1. A MOG sensing system for a residue spreader of an agricultural vehicle (100) comprising:

a first ultrasonic sensor (204) configured to be mounted on the agricultural vehicle (100);

a second ultrasonic sensor (206) configured to be mounted on the agricultural vehicle (100); and

an ECU (302) coupled to the first ultrasonic sensor (204) and the second ultrasonic sensor (206);

wherein the ECU (302) is configured to combine signals from the first ultrasonic sensor (204) and from the second ultrasonic sensor (206) and to determine a MOG distribution of MOG ejected from the agricultural vehicle (100) based upon the combined signals.

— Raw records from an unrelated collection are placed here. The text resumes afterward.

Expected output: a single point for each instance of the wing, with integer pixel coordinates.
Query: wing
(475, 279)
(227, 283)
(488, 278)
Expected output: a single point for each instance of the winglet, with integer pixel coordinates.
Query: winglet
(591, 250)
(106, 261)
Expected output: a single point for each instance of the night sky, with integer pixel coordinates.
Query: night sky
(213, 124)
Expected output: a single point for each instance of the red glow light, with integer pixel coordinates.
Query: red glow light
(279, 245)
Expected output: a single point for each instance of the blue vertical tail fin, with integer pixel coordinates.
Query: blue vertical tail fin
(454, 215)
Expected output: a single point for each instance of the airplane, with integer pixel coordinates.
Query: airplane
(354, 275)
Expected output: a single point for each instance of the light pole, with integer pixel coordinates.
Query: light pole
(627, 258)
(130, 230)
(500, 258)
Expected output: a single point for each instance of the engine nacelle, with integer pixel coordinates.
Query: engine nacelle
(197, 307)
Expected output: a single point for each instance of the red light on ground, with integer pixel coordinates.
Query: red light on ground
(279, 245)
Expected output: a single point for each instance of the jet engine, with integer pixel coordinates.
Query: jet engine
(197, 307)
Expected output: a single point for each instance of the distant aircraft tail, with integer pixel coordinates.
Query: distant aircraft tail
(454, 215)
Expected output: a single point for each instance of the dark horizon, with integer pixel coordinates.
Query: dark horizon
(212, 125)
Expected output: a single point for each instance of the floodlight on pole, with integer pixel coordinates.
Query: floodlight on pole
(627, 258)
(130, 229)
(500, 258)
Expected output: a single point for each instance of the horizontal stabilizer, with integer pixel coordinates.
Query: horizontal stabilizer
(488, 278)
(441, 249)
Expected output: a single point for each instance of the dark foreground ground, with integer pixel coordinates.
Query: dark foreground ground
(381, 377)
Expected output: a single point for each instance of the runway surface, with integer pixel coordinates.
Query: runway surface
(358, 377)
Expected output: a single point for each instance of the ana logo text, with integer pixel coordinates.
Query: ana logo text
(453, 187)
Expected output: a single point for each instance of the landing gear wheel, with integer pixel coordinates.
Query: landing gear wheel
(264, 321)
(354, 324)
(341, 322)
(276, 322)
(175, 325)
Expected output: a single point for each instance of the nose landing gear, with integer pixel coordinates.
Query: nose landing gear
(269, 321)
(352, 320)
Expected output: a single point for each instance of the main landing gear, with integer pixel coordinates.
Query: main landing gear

2. The MOG sensing system for a residue spreader of an agricultural vehicle (100) of claim 1, wherein the first ultrasonic sensor (204) is directed toward a stream of MOG ejected from the agricultural vehicle (100), and wherein the second ultrasonic sensor (206) is also directed toward the stream of MOG ejected from the agricultural vehicle (100).

3. The MOG sensing system for a residue spreader of an agricultural vehicle (100) of claim 1, wherein the first ultrasonic sensor (204) and the second ultrasonic sensor (206) are configured to produce a signal indicative of the amount of MOG ejected from the agricultural vehicle (100).

4. The MOG sensing system for a residue spreader of an agricultural vehicle (100) of claim 1, wherein the ECU (302) is configured to determine a relative magnitude of signals received from the first ultrasonic sensor (204) and from the second ultrasonic sensor (206).

5. The MOG sensing system for a residue spreader of an agricultural vehicle (100) of claim 4, wherein the ECU (302) is configured to control a direction of ejection of MOG from the agricultural vehicle (100) based upon a combination of the signals from the first ultrasonic sensor (204) and the second ultrasonic sensor (206).

6. The MOG sensing system for a residue spreader of an agricultural vehicle (100) of claim 1, further comprising an actuator (202) and at least one steering member (124) coupled to the actuator, wherein the ECU 302 is configured to control the actuator (202) to turn the at least one steering member (124) in a direction to change a difference in signal magnitude of signals by the first ultrasonic sensor (204) and the second ultrasonic sensor (206).

7. The MOG sensing system for a residue spreader of an agricultural vehicle (100) of claim 6, wherein the at least one steering member (124) comprises a plurality of steering members (124) that are simultaneously positioned by the actuator (202).

8. An agricultural vehicle (100) having a MOG sensing system in accordance with claim 1.